I love you, Elizabeth.

The Woman in My Mirror


There is a woman who lives in my mirror and, sometimes, when I’m not paying attention, she will peek out. And, sometimes still, when I look back, I will catch her and I will freeze. It’s like turning and finding yourself face-to-face with a deer. You don’t want to move for fear that it will start and disappear and the beauty will leave you. So you sit there, breathing as shallowly as you can, your breath silvering out before you in the cold. That is how I felt looking at my own reflection yesterday.

The woman who looked back at me didn’t look like me. She was too…lovely, too refined, had too elegant a line to her jaw, too graceful a curve to her cheeks, and almond shape to her eyes. There was a quality about her that made me not want to breathe, for fear she would wisp away and be just a dream. She followed my movements, mirrored them, and for the longest moment to date, I kept her with me. We even smiled at each other a little. And then, I blinked and she was gone, and I saw myself through my own eyes again, as I always do. For a few seconds that felt like hours, I was breathless. Breathless with the sight of her and with the missing of her.

I looked for her again tonight but I couldn’t find her. All I could find was a woman tired and worn, desperately looking for a bit of beauty in a busy day. And I found it, just not in the mirror tonight. But you know what? I know she’s there. And I know she’s me. And, in those moments, I get to see myself differently. I don’t know just whose eyes I am seeing through then but I am grateful for them and for the reminder.

A Passion for Letters


In the drawer of my nightstand, there are stacks of letters, cards, and emails, either tied together with ribbons or held together with paperclips stretched to their limit (which will soon breathe their last and be replaced with the aforementioned ribbons). These stacks are representative of people who are important in my life, those who have taken the time to put pen to paper and write to me: their thoughts, their feelings, the happenings in their lives – the good and the bad – their joys, and their struggles. I cannot throw these letters out; there’s too much in them. These are heart strands plainly writ. I could no more be rid of them than I could my own journals.

There are letters that I have lost over the years that I wish I still had, particularly from my first pen pal. We were teenagers and Leah and I became very close, writing to each other almost weekly, as well as checking in and chatting online. I wish I still had her brightly-inked letters but they are surely long gone, unfortunately. So, now, I endeavor to hang on to those notes from friends and family, people I love, those proofs of their effort and heart for me. Most who know me know that I am an epistophile – a person in love with the written tradition. I love the nuances of a person’s handwriting, the time it took for them to create that particular piece of writing. Even when words are crossed or inked out, I enjoy it. It is evidence of thought, of the writer working through their thoughts as they write, either thinking better or more of what they say before they say it, a virtue that has been largely lost these days, I feel.

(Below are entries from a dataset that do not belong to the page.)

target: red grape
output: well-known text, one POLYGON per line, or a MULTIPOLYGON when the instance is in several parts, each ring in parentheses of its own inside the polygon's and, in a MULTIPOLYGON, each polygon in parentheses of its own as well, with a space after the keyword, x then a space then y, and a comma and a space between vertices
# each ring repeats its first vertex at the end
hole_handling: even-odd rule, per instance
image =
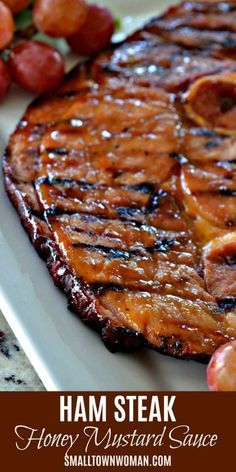
POLYGON ((80 30, 67 38, 73 51, 82 56, 93 56, 110 43, 115 29, 111 12, 95 4, 88 7, 87 20, 80 30))
POLYGON ((15 25, 11 10, 0 1, 0 49, 12 40, 15 25))
POLYGON ((44 93, 55 88, 64 75, 64 59, 48 44, 24 41, 10 54, 13 79, 28 92, 44 93))
POLYGON ((37 0, 33 17, 40 31, 55 38, 63 38, 79 30, 87 13, 85 0, 37 0))
POLYGON ((14 13, 19 13, 21 10, 26 8, 30 3, 31 0, 2 0, 10 10, 14 13))
POLYGON ((207 382, 211 391, 236 392, 236 341, 215 351, 207 367, 207 382))
POLYGON ((0 56, 0 102, 5 98, 11 86, 11 78, 4 60, 0 56))

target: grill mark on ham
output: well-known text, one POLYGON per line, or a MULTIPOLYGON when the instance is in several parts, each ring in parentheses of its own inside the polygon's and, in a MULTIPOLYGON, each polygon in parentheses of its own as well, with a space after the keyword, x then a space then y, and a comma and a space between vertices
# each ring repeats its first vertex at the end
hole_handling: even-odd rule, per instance
POLYGON ((136 256, 143 256, 145 252, 147 253, 153 253, 153 252, 168 252, 171 246, 174 245, 174 241, 171 239, 163 239, 162 241, 159 241, 155 244, 155 246, 149 246, 149 247, 142 247, 142 248, 137 248, 133 251, 122 251, 118 250, 114 247, 106 247, 102 245, 95 245, 95 244, 86 244, 86 243, 72 243, 73 247, 78 247, 78 248, 86 248, 91 251, 98 251, 101 252, 102 254, 105 254, 109 256, 111 259, 131 259, 132 257, 136 256))
POLYGON ((236 338, 236 140, 183 107, 196 79, 236 70, 234 17, 168 10, 37 99, 10 139, 9 197, 112 352, 205 362, 236 338))
MULTIPOLYGON (((68 178, 50 178, 50 177, 41 177, 36 181, 36 185, 40 184, 46 184, 48 186, 53 186, 53 185, 62 185, 66 188, 71 188, 71 187, 76 187, 78 186, 81 190, 90 190, 90 189, 95 189, 95 190, 106 190, 108 187, 105 185, 99 185, 99 184, 91 184, 91 183, 86 183, 86 182, 80 182, 78 180, 74 179, 68 179, 68 178)), ((113 187, 114 188, 114 187, 113 187)), ((142 184, 134 184, 134 185, 117 185, 115 188, 123 188, 125 190, 133 190, 134 192, 141 192, 145 193, 147 195, 151 195, 154 190, 154 185, 152 183, 142 183, 142 184)))

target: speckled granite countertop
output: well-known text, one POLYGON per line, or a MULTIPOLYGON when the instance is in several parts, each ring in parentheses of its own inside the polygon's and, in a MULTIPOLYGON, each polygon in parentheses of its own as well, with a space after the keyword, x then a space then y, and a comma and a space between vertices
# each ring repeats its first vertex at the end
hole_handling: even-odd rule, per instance
POLYGON ((44 390, 16 337, 0 312, 0 391, 44 390))

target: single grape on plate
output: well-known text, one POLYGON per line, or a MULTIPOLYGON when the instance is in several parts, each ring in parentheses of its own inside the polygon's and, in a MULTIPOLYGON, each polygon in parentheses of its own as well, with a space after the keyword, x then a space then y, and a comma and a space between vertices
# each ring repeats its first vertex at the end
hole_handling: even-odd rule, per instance
POLYGON ((84 25, 67 41, 74 52, 82 56, 93 56, 109 45, 115 23, 108 8, 91 4, 84 25))
POLYGON ((207 382, 211 391, 236 392, 236 341, 215 351, 207 367, 207 382))
POLYGON ((36 0, 33 18, 36 27, 48 36, 63 38, 80 29, 86 21, 85 0, 36 0))
POLYGON ((10 54, 9 68, 15 82, 32 93, 54 89, 64 76, 64 59, 41 41, 23 41, 10 54))
POLYGON ((14 34, 14 19, 11 10, 0 1, 0 49, 4 49, 14 34))

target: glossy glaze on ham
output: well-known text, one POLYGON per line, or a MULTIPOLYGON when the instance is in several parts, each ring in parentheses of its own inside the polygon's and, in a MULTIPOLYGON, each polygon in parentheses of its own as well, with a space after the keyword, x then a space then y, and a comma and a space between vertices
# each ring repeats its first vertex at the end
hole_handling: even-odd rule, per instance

In my purse, I carry a handwritten “Dear Beautiful Stranger” letter, inspired by the same action taken by For the Wild and the Free. I used to have four of them but three of them found their way into books and onto shelves in several stores around Muncie. I have this one left and am just waiting to find the perfect space in which to leave it for someone to find, someone whom I will never meet but that I hope will pass on the positive message to someone else somewhere else.

Letter writing is a joy. It is an art. It a heart-craft. These letters – like my journals – are the tangible proof of my life, of our lives, of the existence of friendships and relationships. They are proof (some of it) that I am and those whom I love are.